Global OLED Technology LLC develops and administers intellectual property purchased by Korea's LG Group from the Eastman Kodak Company for US$100 million in December 2009. Comprising some 2,200 patents, its portfolio of technologies arises from Kodak's research into organic light emitting diodes which stretches back to the 1970s or early 1980s.

== Ownership ==
In June 2010 the Idemitsu Kosan Co., Ltd., a petrochemical company based in Tokyo, Japan, acquired a 32.73% stake in Global OLED Technology for several billion yen.
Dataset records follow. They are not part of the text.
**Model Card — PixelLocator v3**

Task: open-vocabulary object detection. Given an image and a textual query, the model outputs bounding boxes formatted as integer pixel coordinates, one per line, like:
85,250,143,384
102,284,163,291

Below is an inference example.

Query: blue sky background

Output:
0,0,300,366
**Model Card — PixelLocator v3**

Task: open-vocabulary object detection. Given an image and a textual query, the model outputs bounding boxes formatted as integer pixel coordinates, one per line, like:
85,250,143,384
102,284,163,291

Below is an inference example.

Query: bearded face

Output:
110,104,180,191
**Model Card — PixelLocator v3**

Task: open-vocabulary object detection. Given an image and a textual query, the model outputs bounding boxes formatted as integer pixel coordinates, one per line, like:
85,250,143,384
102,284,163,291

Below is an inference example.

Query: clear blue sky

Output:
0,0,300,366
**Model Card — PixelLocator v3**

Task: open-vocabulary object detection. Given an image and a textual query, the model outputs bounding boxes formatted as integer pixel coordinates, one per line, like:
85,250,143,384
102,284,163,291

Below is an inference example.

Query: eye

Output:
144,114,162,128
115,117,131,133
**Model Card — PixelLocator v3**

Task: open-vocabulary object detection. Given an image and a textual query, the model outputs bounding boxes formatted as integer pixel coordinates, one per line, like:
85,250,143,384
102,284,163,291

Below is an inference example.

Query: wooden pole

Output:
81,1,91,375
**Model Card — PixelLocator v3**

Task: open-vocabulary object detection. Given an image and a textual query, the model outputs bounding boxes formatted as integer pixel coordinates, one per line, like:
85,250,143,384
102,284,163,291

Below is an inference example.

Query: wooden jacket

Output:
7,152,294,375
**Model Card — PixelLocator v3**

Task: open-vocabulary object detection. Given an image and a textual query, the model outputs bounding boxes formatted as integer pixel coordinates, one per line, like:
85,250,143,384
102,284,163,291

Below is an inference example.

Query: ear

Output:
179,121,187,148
LG Display had an existing relationship with Idemitsu's Electronic Materials Department, having secured a strategic supply of high-performance OLED material through a 24 June 2009 memorandum of understanding.

The balance of the company is held by three subsidiaries of LG Corp
- LG Chem, Ltd. - Established in 1947 as Lak-Hui Chemical Industrial Corp., LG Chem is the senior arm of the LG chaebol
- LG Electronics, Inc. - Produces consumer goods including televisions, mobile phones, semiconductors, and home appliances.
- LG Display Co., Ltd. - Founded in 1999 as a joint venture between LG Electronics, Inc. and Koninklijke Philips Consumer Electronics, N.V., it was known as LG.Philips LCD until Philips sold off its stake in 2008.

== Licensees ==
Companies licensing Kodak-developed technologies include
- Nippon Seiki Co., Ltd. - Mainly incorporates passive OLEDs into automotive instrument panels
- Optrex Corporation - Wholly owned subsidiary of Kyocera Corporation effective 1 February 2012.
- Ritek Corporation - Maker of the first Taiwanese AMOLED display.
- Sumitomo Chemical Co., Ltd. - Owners of leading P-OLED research centre Cambridge Display Technology in Cambourne, Cambridgeshire, Sumitomo has built a large P-OLED materials factory near Osaka, Japan and developed a 423-ppi inkjet printing method of flexible polymer OLED panel manufacture.
- TDK Corporation - Put small transparent OLED screens into early mass production
- Tohoku Device Co., Ltd. - Subsidiary of the Pioneer Corporation responsible for the manufacture of speakers, mechatronics, and OLED displays.
- Truly Semiconductors Limited - Display manufacturer headquartered in Hong Kong.